The JetBlue clerk handling my check-in remarked that this had been a kind thing to do. In my own mind it seemed like something quite simple—just trying to help a stressed-out traveler at a time the nation was tense.
She insisted that I was a good guy. I smiled as I thought that maybe she’d upgrade me to first class as a reward. The six-hour flight to SFO would be much better in the front of the plane. My bubble burst as I remembered that JetBlue did not actually have a first class.
Instead of rewarding me, the clerk had a few questions:
“Has anyone unknown to you asked you to carry anything?”
“No. Except, that is, for my new buddy”—I looked at his business card—Brent Erensel,” I replied with a laugh.
“Sir, I have to warn you that this is not funny. You have to be very careful about accepting packages from strangers.”
“But…but…you were here the whole time and told me that I was a good guy for helping him. So how can you be chastising me three minutes later?”
She shrugged and handed over my boarding pass.
The country was definitely in a strange state.

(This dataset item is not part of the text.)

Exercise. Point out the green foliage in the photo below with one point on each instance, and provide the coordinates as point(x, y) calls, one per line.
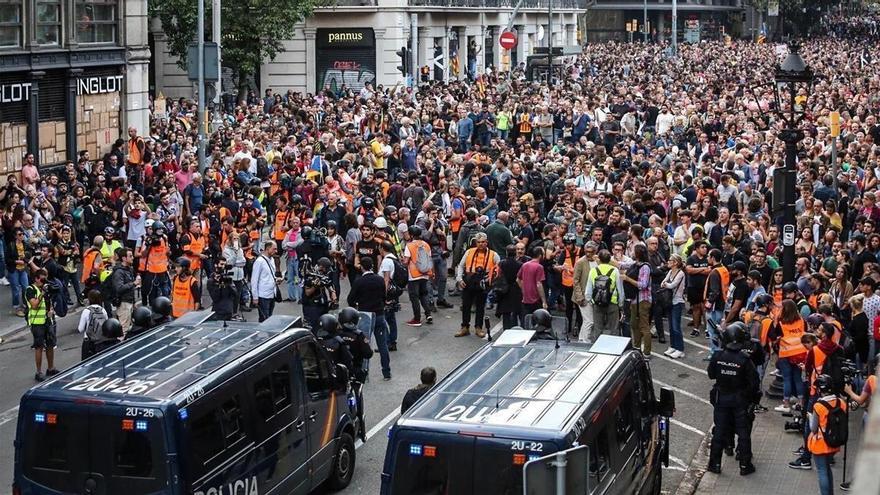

TWO WEEKS LATER, I RECEIVED A LETTER IN THE MAIL FROM MY NEW best friend, Brent Erensel.
Dear John,
Thank you for sending me back my letter opener, which as you know from our conversation has been in my family for seven decades. After receiving the package from you along with your business card, I went online to look up what Room to Read does. As I viewed the photos of the kids you are helping, I decided that both you and Erin must be angels. That would be the only explanation for what I have witnessed from meeting you briefly at JFK, and then viewing the slide shows on your site.
Enclosed please find a little something to keep the positive energy flowing.
With warm regards,
Brent
He had written Room to Read a check for $1,000. I shook my head in disbelief. My intention in helping Brent was not to gain a funder, but as a result of our chance encounter we had just gained half of what was needed to set up a school library serving several hundred children. If only those kids could know the story of how a random meet-up, combined with heightened airport security, had been turned from a negative into a positive.
Brent’s donation, combined with the success of our Chicago event, convinced me that we could continue to grow, even in the post–September 11 era. People seemed more eager than ever to find ways to bring some positive energy back to the world. I was grateful to all the donors who were sending us a signal not to shrink, but to continue to expand our work.